Which gets, I think, to the base of why we celebrate saints in the Church. Some people show us that this Christianity business actually works. They show us that Christianity is a realistic life and not a just set of empty platitudes and abstract doctrines. We can see in these saints how the Gospel can transform our lives into something new. St. Francis’ life has several of these Gospel moments, but in this sermon I would like to raise up one moment in particular. Francis was born to a wealthy, Italian cloth merchant and a French noblewoman, and as a young person he was more than happy to enjoy his life of wealth and privilege. He liked to wear nice clothes, he liked to party with his friends. He even joined the military and acted the part of the gallant military officer. He had the good life. He had the best of island life, so to speak. But he was always far too generous for his own good, and would give away everything in his pockets to beggars he met. When his generosity began to eat into the bottom line of the family business, his father bullied to be more sensible with his money, quite reasonably fearful that his son was giving himself into penury. Finally, when Francis started throwing away his money to fund the rebuilding of a chapel near Assisi, his father had enough and he dragged him before the bishop of Assisi to demand restitution from the Church for taking his foolish son’s money. And in that moment, Francis realized that he had a choice between this world and the Kingdom of God. He couldn’t keep both, and he had to make this decisive decision in a very real way. So he stood up before the gathered crowd and renounced any claim to his inheritance from his father. He stripped off the clothes that his father’s money had purchased and piled them neatly in front of his father. He turned his back on his father and as he approached the bishop, the bishop opened his cloak and surrounded Francis with it. . In the words of our reading today, “Come unto me, all ye that labour and are heavy laden, and I will give you rest.” Francis dropped the burden of his father’s life, and fled to the promise of the open arms of Jesus. “For my yoke is easy, and my burden is light.”

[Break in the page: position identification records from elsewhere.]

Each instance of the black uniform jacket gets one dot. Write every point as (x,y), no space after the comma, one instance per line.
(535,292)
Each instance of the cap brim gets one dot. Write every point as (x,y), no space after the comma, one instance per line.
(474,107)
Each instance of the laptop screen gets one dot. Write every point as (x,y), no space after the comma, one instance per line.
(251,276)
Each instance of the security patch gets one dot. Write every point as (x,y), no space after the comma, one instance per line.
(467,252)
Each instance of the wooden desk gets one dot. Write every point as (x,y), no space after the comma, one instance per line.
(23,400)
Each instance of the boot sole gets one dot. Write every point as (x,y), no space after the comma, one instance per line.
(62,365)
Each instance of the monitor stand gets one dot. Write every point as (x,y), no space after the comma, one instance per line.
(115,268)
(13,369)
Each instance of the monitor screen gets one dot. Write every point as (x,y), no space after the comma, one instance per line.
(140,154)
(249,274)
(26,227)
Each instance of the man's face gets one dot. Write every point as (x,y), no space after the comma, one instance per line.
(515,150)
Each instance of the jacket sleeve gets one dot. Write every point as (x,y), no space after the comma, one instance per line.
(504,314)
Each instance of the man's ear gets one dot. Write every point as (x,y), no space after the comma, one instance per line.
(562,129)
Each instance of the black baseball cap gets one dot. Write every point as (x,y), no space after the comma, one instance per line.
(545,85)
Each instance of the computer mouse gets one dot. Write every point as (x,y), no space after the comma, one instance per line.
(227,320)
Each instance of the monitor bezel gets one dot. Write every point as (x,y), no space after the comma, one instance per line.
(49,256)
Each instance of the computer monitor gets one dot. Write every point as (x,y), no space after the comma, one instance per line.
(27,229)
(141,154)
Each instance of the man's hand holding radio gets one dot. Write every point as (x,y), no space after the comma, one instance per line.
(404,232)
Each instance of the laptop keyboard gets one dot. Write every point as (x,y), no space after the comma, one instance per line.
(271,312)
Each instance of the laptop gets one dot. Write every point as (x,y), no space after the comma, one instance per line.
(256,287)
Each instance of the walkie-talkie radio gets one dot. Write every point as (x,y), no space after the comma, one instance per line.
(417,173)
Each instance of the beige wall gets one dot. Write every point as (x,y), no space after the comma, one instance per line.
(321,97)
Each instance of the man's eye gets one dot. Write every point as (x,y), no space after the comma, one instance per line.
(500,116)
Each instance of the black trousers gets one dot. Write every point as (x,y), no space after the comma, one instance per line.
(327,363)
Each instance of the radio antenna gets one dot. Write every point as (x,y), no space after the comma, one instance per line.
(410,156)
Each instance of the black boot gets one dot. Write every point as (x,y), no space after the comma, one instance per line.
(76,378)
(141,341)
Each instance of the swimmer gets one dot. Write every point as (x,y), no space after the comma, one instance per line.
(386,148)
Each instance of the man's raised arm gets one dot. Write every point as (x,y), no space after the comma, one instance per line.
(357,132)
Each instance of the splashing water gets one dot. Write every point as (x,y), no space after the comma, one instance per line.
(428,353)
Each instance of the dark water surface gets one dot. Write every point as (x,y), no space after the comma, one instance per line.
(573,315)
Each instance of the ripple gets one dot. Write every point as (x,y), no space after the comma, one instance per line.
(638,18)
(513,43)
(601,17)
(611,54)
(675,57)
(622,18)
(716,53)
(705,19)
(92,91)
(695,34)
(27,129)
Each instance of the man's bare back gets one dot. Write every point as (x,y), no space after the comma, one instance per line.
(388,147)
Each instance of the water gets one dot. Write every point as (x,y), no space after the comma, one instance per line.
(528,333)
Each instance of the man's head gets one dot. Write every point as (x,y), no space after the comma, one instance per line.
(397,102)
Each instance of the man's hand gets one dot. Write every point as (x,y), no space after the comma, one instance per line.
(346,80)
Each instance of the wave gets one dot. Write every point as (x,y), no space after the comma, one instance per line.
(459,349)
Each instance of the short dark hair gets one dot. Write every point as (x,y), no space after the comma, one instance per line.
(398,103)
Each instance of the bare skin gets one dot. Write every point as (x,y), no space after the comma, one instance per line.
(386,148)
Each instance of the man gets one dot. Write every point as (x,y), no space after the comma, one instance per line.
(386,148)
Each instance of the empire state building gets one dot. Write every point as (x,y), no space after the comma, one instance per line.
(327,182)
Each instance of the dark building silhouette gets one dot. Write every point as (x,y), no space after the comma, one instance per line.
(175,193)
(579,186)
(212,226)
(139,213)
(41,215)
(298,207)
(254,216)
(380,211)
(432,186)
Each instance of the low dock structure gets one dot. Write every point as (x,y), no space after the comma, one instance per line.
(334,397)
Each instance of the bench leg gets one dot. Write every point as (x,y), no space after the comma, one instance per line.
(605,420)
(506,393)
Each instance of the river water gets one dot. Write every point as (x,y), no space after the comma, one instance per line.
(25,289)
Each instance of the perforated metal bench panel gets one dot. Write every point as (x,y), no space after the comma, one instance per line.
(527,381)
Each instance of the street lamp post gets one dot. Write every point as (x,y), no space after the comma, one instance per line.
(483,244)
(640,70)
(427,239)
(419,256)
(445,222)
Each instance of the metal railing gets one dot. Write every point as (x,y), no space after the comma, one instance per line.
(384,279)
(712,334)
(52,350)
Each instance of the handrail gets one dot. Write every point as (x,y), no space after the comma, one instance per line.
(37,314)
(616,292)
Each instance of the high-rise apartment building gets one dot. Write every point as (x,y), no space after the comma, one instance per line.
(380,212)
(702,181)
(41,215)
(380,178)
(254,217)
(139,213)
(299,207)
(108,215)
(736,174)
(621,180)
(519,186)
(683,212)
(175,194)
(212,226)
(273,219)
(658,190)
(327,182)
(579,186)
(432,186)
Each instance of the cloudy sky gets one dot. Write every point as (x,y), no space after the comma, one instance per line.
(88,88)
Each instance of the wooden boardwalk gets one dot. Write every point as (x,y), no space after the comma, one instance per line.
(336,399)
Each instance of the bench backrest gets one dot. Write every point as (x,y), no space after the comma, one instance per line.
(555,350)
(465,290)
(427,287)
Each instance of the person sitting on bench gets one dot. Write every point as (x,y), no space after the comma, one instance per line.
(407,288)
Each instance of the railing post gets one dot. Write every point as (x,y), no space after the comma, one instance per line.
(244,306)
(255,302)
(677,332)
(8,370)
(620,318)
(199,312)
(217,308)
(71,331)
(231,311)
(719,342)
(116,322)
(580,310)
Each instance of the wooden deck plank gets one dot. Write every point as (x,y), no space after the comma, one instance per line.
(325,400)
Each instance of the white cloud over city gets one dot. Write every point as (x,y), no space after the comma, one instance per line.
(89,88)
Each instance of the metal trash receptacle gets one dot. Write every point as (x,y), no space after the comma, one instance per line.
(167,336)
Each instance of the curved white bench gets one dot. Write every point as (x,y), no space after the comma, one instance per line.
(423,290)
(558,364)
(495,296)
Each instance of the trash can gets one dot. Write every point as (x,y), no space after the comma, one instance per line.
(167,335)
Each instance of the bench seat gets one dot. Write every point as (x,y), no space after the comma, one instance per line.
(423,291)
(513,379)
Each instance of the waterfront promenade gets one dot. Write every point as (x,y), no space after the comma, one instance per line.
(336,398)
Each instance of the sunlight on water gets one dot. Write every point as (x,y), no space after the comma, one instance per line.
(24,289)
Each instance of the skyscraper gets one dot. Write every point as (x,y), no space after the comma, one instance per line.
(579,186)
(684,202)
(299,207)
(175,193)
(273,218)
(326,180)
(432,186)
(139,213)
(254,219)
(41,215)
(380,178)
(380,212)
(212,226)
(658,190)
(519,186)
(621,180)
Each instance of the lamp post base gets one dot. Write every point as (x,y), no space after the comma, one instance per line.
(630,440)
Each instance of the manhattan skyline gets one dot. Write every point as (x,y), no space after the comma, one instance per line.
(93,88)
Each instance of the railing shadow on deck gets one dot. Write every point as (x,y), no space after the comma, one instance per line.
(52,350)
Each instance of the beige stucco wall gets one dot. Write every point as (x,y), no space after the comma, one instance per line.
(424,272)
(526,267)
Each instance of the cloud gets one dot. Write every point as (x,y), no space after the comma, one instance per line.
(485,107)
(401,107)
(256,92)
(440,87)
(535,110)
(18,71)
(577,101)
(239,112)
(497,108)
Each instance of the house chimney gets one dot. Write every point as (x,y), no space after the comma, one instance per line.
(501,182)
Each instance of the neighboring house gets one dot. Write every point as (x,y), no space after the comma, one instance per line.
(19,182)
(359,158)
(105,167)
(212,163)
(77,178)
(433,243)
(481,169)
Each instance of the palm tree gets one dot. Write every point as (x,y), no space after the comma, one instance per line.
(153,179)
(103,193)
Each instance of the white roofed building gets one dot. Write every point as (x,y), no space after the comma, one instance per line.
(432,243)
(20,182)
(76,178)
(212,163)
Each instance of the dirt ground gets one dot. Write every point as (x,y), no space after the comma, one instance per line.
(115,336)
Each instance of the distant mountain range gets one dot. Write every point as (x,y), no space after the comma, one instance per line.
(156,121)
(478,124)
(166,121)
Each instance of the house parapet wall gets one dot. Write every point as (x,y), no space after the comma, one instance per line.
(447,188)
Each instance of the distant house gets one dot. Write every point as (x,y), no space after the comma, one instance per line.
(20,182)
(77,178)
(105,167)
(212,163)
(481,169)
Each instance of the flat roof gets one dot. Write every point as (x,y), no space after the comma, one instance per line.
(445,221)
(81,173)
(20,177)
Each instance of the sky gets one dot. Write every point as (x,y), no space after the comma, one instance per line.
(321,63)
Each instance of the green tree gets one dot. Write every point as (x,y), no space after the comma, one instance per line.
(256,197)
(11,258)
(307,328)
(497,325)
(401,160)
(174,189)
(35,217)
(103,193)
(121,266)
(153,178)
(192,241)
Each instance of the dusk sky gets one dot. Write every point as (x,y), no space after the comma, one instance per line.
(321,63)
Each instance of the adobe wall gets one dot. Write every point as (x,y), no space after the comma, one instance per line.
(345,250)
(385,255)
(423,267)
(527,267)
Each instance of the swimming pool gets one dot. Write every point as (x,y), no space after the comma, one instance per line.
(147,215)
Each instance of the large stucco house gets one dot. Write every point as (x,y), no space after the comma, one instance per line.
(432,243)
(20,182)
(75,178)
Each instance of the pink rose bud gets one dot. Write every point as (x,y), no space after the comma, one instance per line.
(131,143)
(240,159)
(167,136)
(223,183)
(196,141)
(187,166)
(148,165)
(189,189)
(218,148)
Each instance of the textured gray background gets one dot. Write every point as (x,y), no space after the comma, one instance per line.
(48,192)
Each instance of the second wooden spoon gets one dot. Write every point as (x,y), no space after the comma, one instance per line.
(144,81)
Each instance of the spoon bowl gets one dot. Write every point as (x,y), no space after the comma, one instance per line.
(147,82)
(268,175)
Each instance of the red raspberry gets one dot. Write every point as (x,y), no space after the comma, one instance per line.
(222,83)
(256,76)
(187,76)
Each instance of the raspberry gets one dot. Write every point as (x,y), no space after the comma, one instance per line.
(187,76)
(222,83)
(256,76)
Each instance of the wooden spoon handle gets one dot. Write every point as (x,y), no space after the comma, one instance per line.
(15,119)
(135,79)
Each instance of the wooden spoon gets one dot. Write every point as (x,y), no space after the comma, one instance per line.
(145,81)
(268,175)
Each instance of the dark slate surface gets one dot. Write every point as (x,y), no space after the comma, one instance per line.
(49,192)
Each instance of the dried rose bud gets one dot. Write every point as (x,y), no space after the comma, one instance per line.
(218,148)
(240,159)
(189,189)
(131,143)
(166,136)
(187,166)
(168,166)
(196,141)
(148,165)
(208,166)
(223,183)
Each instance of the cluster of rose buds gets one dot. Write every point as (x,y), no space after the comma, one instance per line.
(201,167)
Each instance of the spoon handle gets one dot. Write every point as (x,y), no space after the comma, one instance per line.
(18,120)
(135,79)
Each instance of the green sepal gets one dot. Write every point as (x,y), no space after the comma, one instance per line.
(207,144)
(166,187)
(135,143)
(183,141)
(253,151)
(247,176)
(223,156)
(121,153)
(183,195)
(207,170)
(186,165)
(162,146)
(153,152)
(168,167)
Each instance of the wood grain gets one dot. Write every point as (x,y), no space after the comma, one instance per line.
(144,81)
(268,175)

And this is exactly what the Gospel calls all of us to do—to flee the ways of this world and to seek our rest in the arms of Jesus. St. Francis realized he was a castaway. He had the best parts of island life. He had wealth and respectability. He had friends and family. He served his nation honorably in military service. He even had the Church when he was feeling “spiritual.” Perhaps he should have been satisfied with that, but then he received his message in a bottle, the Gospel of Christ and he knew the island life of his father wasn’t going to be enough.
We remember this moment because we find in the same Gospel a message of where we’re from and where we’re going. We can’t be sure that this message in a bottle is true, it is after all one message among many that say many different things about these matters. It is only because we, by the grace of God, realize that we are also castaways. Grace isn’t always this sense of serenity and comfort that some hymns make it sound. Sometimes grace is a sense of homelessness in this world.
Which isn’t to say, on the other hand, that this world is all bad. Island really can be good, even if it isn’t all there is to the story. We see in this hymn Francis wrote, all creatures of our God and king, a deep love and awe for this world. Even as we wait for our true home with God, for our ship to come in, island life is transformed by grace into the loving gift of God. Francis wrote this hymn about “Sister death” when he was dying his own particularly agonizing death. Even death for him was transformed by the Gospel into something that points the way to our true home in God. This is Francis’ meaning for us—to let all our lives and all our world be transformed into the loving gifts of God. In the Gospel, our world becomes the creation of God. In the Gospel all the people around us become our neighbors. In the Gospel the bread and wine of the Eucharist are transformed into the presence of God for us. In the Gospel, sinners like us can be transformed into saints. Amen.